DOI

10.17077/etd.jyl5xew4

Document Type

Dissertation

Date of Degree

Fall 2016

Access Restrictions

Access restricted until 02/23/2019

Degree Name

PhD (Doctor of Philosophy)

Degree In

Biostatistics

First Advisor

Jian Huang

First Committee Member

Joseph Cavanaugh

Second Committee Member

Kai Wang

Third Committee Member

Michael Jones

Fourth Committee Member

Patrick Breheny

Fifth Committee Member

Jian Huang

Abstract

Due to the rapid development and growing need for information technologies, more and more researchers start to focus on high-dimensional data. Much work has been done on problems like point estimation possessing oracle inequalities, coefficient estimation, variable selection in high-dimensional regression models. However, with respect to the statistical inference for the regression coefficients, there have been few studies. Therefore, we propose a regularized efficient score estimation and testing (RESET) approach for treatment effects in the presence of nuisance parameters, either low-dimensional or high-dimensional, in generalized linear models (GLMs). Based on the RESET method, we are also able to develop another two-step approach related to the same problem.

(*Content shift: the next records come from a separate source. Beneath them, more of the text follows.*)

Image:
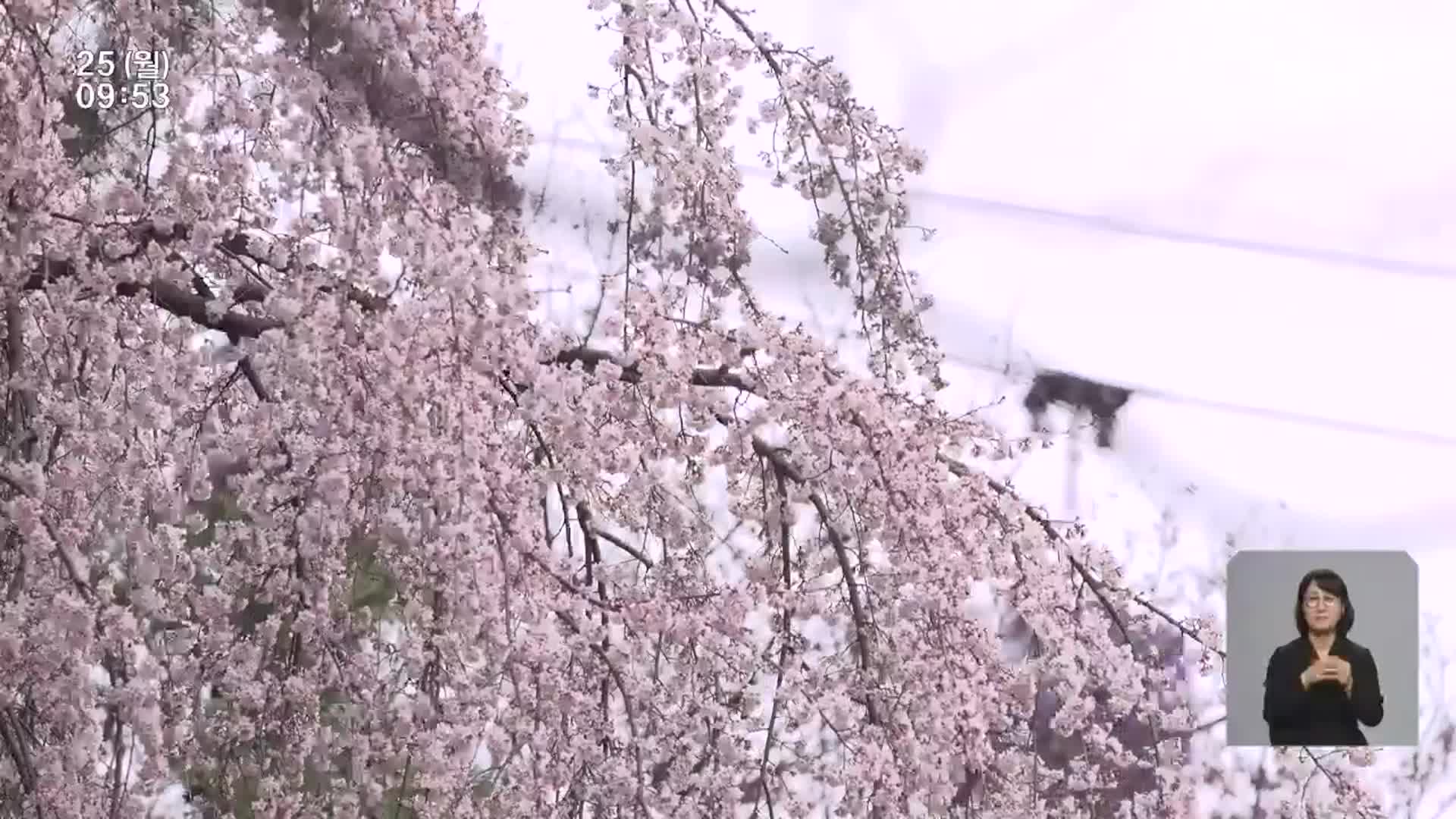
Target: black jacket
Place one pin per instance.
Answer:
(1326, 714)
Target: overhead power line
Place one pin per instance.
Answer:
(1304, 419)
(1125, 226)
(1112, 224)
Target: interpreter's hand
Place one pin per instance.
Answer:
(1338, 670)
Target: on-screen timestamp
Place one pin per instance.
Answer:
(140, 85)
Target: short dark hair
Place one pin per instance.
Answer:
(1332, 583)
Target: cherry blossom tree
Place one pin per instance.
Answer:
(402, 550)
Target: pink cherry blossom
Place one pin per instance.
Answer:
(403, 550)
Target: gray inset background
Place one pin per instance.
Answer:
(1383, 591)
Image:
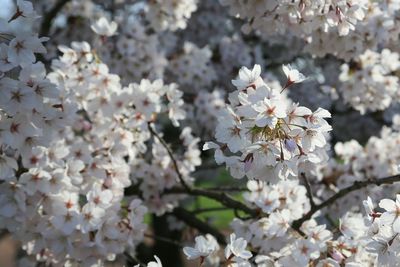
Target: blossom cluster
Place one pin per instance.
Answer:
(100, 130)
(370, 83)
(262, 136)
(299, 17)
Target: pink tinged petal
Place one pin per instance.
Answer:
(191, 253)
(247, 165)
(387, 204)
(396, 225)
(387, 218)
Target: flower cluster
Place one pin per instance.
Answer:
(370, 83)
(170, 14)
(298, 17)
(264, 138)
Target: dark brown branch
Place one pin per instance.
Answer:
(49, 16)
(343, 192)
(164, 239)
(309, 190)
(195, 222)
(171, 155)
(221, 197)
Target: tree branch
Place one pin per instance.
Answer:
(195, 222)
(221, 197)
(308, 188)
(49, 16)
(171, 155)
(343, 192)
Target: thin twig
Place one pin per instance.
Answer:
(212, 209)
(309, 190)
(191, 220)
(171, 155)
(221, 197)
(164, 239)
(343, 192)
(49, 16)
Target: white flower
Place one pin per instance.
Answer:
(104, 28)
(248, 78)
(156, 263)
(91, 217)
(391, 216)
(237, 248)
(203, 248)
(25, 10)
(292, 75)
(269, 113)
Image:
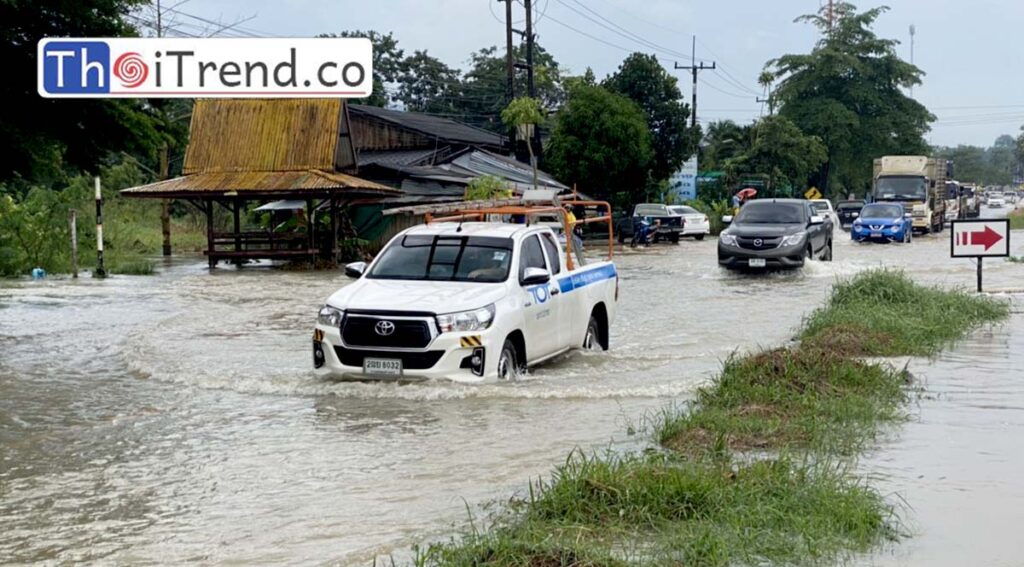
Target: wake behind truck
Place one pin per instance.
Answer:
(919, 183)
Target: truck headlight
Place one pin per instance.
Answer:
(330, 316)
(793, 240)
(476, 319)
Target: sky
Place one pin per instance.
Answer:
(970, 50)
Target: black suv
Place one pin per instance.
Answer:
(775, 233)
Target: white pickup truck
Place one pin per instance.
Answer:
(467, 302)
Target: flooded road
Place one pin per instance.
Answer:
(174, 419)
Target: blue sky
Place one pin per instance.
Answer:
(971, 50)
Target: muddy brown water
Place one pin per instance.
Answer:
(174, 418)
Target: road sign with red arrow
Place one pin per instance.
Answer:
(980, 237)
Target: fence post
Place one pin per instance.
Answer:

The RESET approach is based on estimating the efficient score function of the treatment parameters. This means we are trying to remove the influence of nuisance parameters on the treatment parameters and construct an efficient score function which could be used for estimating and testing for the treatment effect. The RESET approach can be used in both low-dimensional and high-dimensional settings. As the simulation results show, it is comparable with the commonly used maximum likelihood estimators in most low-dimensional cases. We will prove that the RESET estimator is consistent under some regularity conditions, either in the low-dimensional or the high-dimensional linear models. Also, it is shown that the efficient score function of the treatment parameters follows a chi-square distribution, based on which the regularized efficient score tests are constructed to test for the treatment effect, in both low-dimensional and high-dimensional GLMs.

The two-step approach is mainly used for high-dimensional inference. It combines the RESET approach with a first step of selecting "promising" variables for the purpose of reducing the dimension of the regression model. The minimax concave penalty is adopted for its oracle property, which means it tends to choose "correct" variables asymptotically. The simulation results show that some improvement is still required for this approach, which will be part of our future research direction.

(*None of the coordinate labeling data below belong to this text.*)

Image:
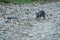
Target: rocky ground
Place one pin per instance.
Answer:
(18, 22)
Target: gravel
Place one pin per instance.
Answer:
(18, 22)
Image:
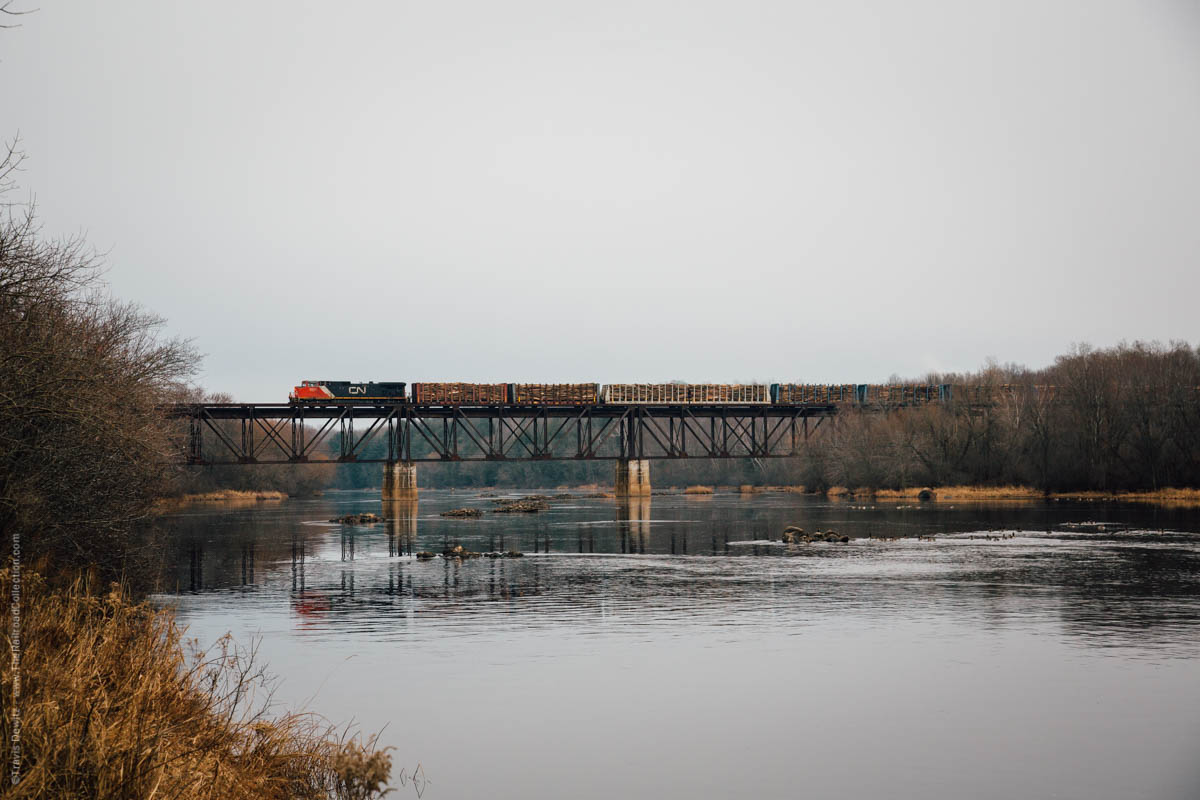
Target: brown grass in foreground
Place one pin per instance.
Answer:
(232, 497)
(1183, 498)
(1170, 497)
(964, 493)
(112, 707)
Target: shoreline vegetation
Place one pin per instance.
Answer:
(229, 497)
(107, 698)
(118, 704)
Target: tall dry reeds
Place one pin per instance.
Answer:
(113, 705)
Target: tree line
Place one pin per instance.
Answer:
(1117, 419)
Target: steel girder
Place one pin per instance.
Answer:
(238, 433)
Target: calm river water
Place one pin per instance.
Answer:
(675, 648)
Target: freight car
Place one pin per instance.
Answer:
(685, 394)
(461, 394)
(427, 394)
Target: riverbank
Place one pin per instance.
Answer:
(1173, 497)
(115, 705)
(232, 497)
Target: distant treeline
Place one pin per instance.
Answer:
(1119, 419)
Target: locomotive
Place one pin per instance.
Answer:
(478, 395)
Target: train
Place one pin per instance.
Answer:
(675, 394)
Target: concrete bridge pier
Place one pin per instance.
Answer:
(400, 481)
(633, 477)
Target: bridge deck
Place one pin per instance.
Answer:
(280, 433)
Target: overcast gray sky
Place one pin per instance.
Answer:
(623, 191)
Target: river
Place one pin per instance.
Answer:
(676, 648)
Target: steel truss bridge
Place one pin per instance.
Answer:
(283, 433)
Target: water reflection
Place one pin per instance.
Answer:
(700, 561)
(647, 621)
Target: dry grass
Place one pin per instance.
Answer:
(964, 493)
(231, 497)
(113, 707)
(1170, 497)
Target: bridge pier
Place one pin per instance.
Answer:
(633, 477)
(400, 481)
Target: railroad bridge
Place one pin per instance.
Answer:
(400, 435)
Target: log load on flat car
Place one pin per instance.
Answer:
(324, 391)
(555, 394)
(427, 394)
(685, 394)
(675, 394)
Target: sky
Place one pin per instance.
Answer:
(645, 191)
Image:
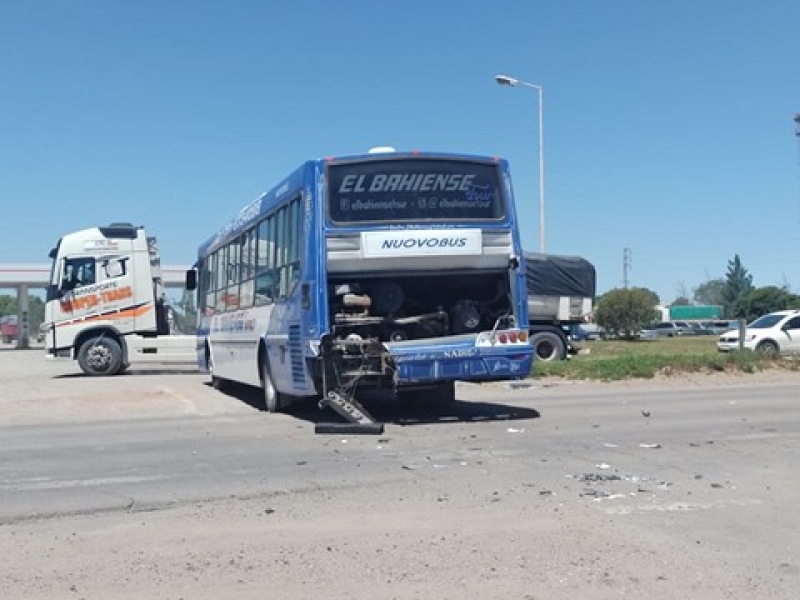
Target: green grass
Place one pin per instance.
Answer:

Finally, both the RESET and the two-step approaches are implemented with a real data example to demonstrate their application, followed by a conclusion for all the problems investigated here and a discussion for the directions of future research.

Public Abstract

Due to the rapid development and growing need for information technologies, researchers often encounter high-dimensional data (data with more parameters to estimate than observations). One of the main problems they face is estimating the effect of a specific factor on a response variable while controlling for the influence of other factors. With respect to this problem, there have been few studies. In order to tackle this challenge, we propose a new approach based on likelihood theory but combined with parameter penalization. This approach is called the regularized efficient score estimation and testing (RESET) approach.

In this dissertation, the methodology and asymptotic properties of RESET are presented in detail. In order to study its finite sample performance, simulation studies are also implemented to compare RESET with other estimation and testing methods in both low-dimensional and high-dimensional generalized linear models. Under the simulation studies, RESET shows both advantages and disadvantages over the other approaches.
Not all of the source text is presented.